Bad Wine Wednesday

Life is too short to drink bad wine. Maybe I’m a snob, but I just won’t do it anymore. If I’m out and my only options are bad, I’ll have beer or iced tea or whatever. But what to do with those sketchy bottles that end up in your cellar/home as gifts, or what about wines that you are fairly sure are well over the hill, or wine buys that you made and regret after the first bottle. Everyone has wines sitting around that they don’t want. What do you do? Re-gift them? Nope, I won’t give away wine I won’t like myself. Sell them? Nope, too much hassle and there’s not much secondary market for cheap gift wines. So what my wife and I do is BAD WINE WEDNESDAY.

Every once in a while, always on a Wednesday, we prune the cellar by grabbing a bunch of bottles that we think are going to suck. That Apothic Red someone brought over at a party. That really old Cakebread Zin bought before you knew anything about wine. That white blend that was pretty good at a local shop tasting and never tasted the same at home. That wine that you bought in multiples which underperformed last time and you think might have been heat damaged in transit. We take them, line them up on the counter, open one and sip…if it’s bad, pour it out and move on to the next. If it’s good, that’s what we’re drinking that Wednesday and they other bottles go back down for the next time around. We usually make it through a few bottles poured out before something surprises.
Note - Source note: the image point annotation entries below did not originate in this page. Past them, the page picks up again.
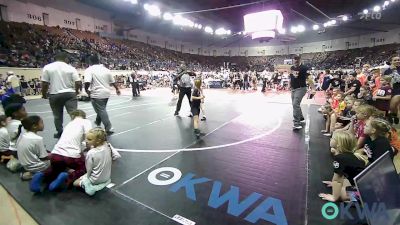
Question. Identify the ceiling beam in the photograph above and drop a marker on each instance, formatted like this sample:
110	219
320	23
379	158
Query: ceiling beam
363	28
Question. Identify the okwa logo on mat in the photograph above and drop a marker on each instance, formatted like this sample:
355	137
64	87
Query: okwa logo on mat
270	209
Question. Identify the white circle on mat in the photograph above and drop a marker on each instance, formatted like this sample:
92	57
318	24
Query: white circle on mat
152	177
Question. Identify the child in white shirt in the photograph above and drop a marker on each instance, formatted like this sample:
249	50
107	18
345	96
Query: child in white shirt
31	151
17	113
98	163
67	160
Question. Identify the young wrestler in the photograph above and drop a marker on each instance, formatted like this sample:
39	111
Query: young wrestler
98	163
17	113
67	159
346	165
195	107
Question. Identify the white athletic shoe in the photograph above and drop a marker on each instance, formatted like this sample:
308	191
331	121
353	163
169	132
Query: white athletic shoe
297	127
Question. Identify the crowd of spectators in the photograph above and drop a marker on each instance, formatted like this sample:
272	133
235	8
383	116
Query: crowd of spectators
27	45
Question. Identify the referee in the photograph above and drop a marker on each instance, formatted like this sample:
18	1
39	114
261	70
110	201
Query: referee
298	80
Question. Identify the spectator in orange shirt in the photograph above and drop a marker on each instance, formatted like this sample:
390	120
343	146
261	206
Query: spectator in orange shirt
361	77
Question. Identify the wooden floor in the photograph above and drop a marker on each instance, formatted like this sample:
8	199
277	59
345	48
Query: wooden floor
11	213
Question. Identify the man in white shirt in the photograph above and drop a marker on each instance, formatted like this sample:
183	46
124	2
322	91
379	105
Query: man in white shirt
62	82
13	82
98	81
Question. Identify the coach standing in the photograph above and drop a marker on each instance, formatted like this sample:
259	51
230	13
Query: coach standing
98	81
185	87
298	79
64	84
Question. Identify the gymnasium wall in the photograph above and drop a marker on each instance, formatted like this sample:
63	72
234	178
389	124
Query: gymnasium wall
69	14
65	14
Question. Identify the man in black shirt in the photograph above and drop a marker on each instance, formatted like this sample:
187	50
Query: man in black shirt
353	87
298	78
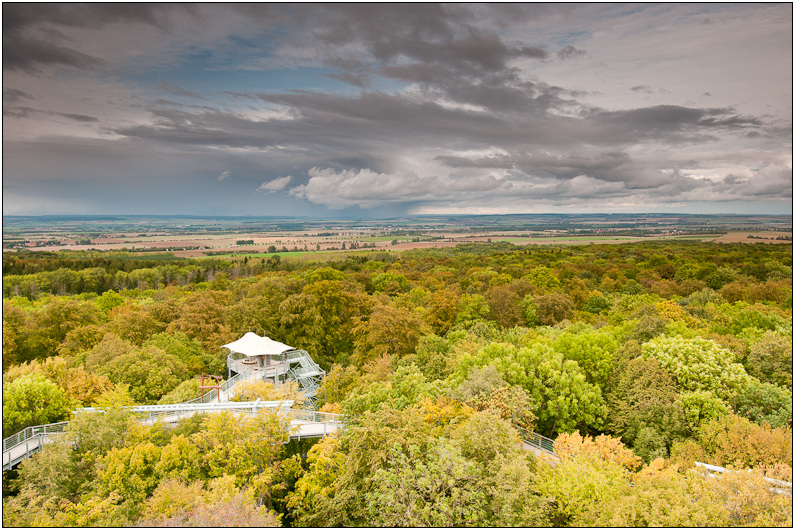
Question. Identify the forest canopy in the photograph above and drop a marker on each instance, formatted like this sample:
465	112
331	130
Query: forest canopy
638	359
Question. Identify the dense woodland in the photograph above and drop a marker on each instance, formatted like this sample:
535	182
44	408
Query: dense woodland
638	359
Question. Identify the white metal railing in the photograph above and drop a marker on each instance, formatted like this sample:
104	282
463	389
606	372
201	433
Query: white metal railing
180	410
780	483
30	432
536	440
306	376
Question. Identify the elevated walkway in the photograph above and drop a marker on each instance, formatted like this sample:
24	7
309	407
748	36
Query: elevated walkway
295	365
302	423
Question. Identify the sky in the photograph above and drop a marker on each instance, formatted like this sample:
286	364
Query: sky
382	110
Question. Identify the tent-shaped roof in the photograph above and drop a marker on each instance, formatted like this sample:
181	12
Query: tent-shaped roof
252	345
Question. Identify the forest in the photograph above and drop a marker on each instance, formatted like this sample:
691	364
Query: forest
637	359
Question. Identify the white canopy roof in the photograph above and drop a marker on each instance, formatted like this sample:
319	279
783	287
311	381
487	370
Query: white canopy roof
252	345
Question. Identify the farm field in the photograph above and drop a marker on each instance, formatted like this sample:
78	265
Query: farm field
255	237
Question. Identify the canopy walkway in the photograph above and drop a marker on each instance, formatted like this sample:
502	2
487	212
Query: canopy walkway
298	366
302	423
295	365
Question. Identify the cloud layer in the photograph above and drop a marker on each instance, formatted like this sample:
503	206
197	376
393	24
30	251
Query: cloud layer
354	108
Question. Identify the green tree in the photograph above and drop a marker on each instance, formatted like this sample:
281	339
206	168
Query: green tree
562	397
644	409
33	400
150	372
433	487
698	365
770	360
553	308
389	330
Tonight is our first Bad Wine Wednesday in a while…try it out, you’ll like it.

You could run one of those tasting contests out of them, like Mark Boldizar did with all the cheap old chardonnay that one time. It was funny at least.

I accumulate wines like that as well. I do usually give them away, as long as they are not really awful and/or over the hill or in bad condition. I may have no interest in that bottle of The Prisoner or Belle Glos or some generic grocery store wine that I got as a gift, but someone else usually is, and if I can identify someone who would actually appreciate them, I don’t mind giving them away even though they aren’t exciting or great wines.

I make wine at home, and I sometimes use those to top up my carboys after I sample or rack.

My latest thing is that I’ll make a mixed case, usually of some of these wines I don’t want (but which are still decent enough) and some that I do like, and I’ll give it to the priests at my Parish, so they can have them with dinner or for occasions or whatever. I actually label them with stickers to suggest which are the everyday wines and which are the better ones for nicer occasions, since I’m not sure they would recognize that just from the labels and all (these are not mostly well-known brand names).

I haven’t done this in a long time, but one thing I did at a prior large corporate office where I worked was to bring in a mixed case of wines I didn’t want (these were mostly <$10 type bottles) and I put them anonymously in the office kitchen after hours one night, with a note saying “please take one if you would like.” I think they were snapped up the next day – again, good chance the people who took them were quite happy to have a bottle of wine.

It is an interesting issue. You don’t want to give away bad wine, and you don’t want to have a reputation of giving away lousy stuff, but there are people who would be delighted to have a bottle of Apothic Red or Cakebread Zin or Yellow Tail that you don’t want, and you hate to be wasteful.

How do other people deal with those bottles?

Sean,
We do the same thing, coincidently on the same night. My wife and I call it “taking out the trash night”. Our garbage pickup is early Thursday morning so as soon as the garbage and recyclables are curbside on Wednesday evening, I grab a few wines I have low hopes for, and hope to get lucky. Helps trim the cellar, like you said.

Most of my wine-drinking friends are not wine geeks. They dislike my wine. (I wish they didn’t as it’s tough to be met with blank stares when I’m excited about some new wine discovery that leaves them cold.) I keep these “gift” wines to open at home for non-wine geek friends and to regift. Giving away wine I don’t like myself is the only way to ensure that the recipients will have a chance of enjoying it.

That said, I like the idea of Bad Wine Wednesday as a way of clearing out wine I acquired myself and now have doubts about… I have lots of singletons scattered around that I now wonder “why did i ever buy that?”. Setting aside one day a week to open these would help clear the backlog…

For cheap wines I am given, I usually cook with them.

For wines I have let go too long, your solution is a good one. Several years ago at a prior job, a friend and I used to do “bad” wine tastings after hours (usually just before a holiday weekend - Memorial Day or Labor Day). If the wine was good, we drank it. If it was bad, we threw it away. We would also bring a couple of good wines so that we were sure we would have something to drink.

I should do it on Tuesday, because recycling is Wednesday, but that presumes that we will empty the bottle all at once. BUT . . .

Ok. You’re on. How about 2010 Khmer Angkor Vineyard Seyval Blanc Apsara? The only bottle from Khmer vineyards in CT. Luckily, they didn’t make a red.

I could even have a Seyval Blanc flight with Big Creek Vineyards Seyval Blanc Kresgeville, Pennsylvania.

I was poised to make that joke, but then saw in the next sentence that you had made it already.